На тот случай, если прохаживающийся по палубе часовой его не услышал, Глеб повернулся к двери спиной и забарабанил по ней каблуком грубого рабочего ботинка. Дверь загудела, как набатный колокол; оставалось только надеяться, что этот грохот и гул не достигнут ушей отправившегося в свою каюту Пагавы.

Барабанить пришлось почти полторы минуты – видимо, часовой, охранявший этот борт, либо ушел далеко, на самый нос, либо задержался на корме, где все звуки заглушали ровный шум винтов и плеск кильватерной струи. Наконец, в паузе между гулкими ударами каблука о вибрирующее железо Глеб услышал ответный стук в дверь и, обернувшись, увидел в круглой раме иллюминатора хмурое и удивленное лицо часового. Толстое стекло исключало возможность ведения переговоров; Глеб завертел перед иллюминатором руками, жестами выражая горячее (и притом абсолютно искреннее) желание поскорее очутиться снаружи. Нахмурившись еще сильнее, часовой посветил в иллюминатор фонариком. Ожидавший этого Сиверов успел зажмуриться, но яркий свет больно ударил по гиперчувствительным зрачкам даже сквозь плотно сомкнутые веки.

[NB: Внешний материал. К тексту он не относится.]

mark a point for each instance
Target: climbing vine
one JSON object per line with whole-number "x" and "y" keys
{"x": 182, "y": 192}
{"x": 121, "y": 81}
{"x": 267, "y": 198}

Послышался металлический лязг запора – видимо, охранник узнал принятого на борт в Мумбаи моториста и решил выяснить, какого дьявола тот делает в запертом и охраняемом трюме. Поднимать тревогу по всему судну и даже беспокоить уважаемого Ираклия Шалвовича он не стал: у отставшего от своего корабля в заграничном порту моториста Молчанова была репутация выпивохи и разгильдяя, который, само собой разумеется, не мог представлять никакой угрозы для почти двухметрового, сильного, тренированного и хорошо вооруженного профессионального вояки.

В этом их с Глебом мнения расходились: отдавая должное выучке противника и его превосходству в огневой мощи, Сиверов считал, что заливающая запертый железный трюм вода, как ни крути, опаснее сотни таких, как он.

– Ты чего тут? – слегка приоткрыв дверь, неприветливо осведомился часовой. – Чего быкуешь, мазута?

– Свет убери, – прикрываясь рукой, слегка заплетающимся языком потребовал моторист Молчанов. – Пройти дай, мне на вахту скоро!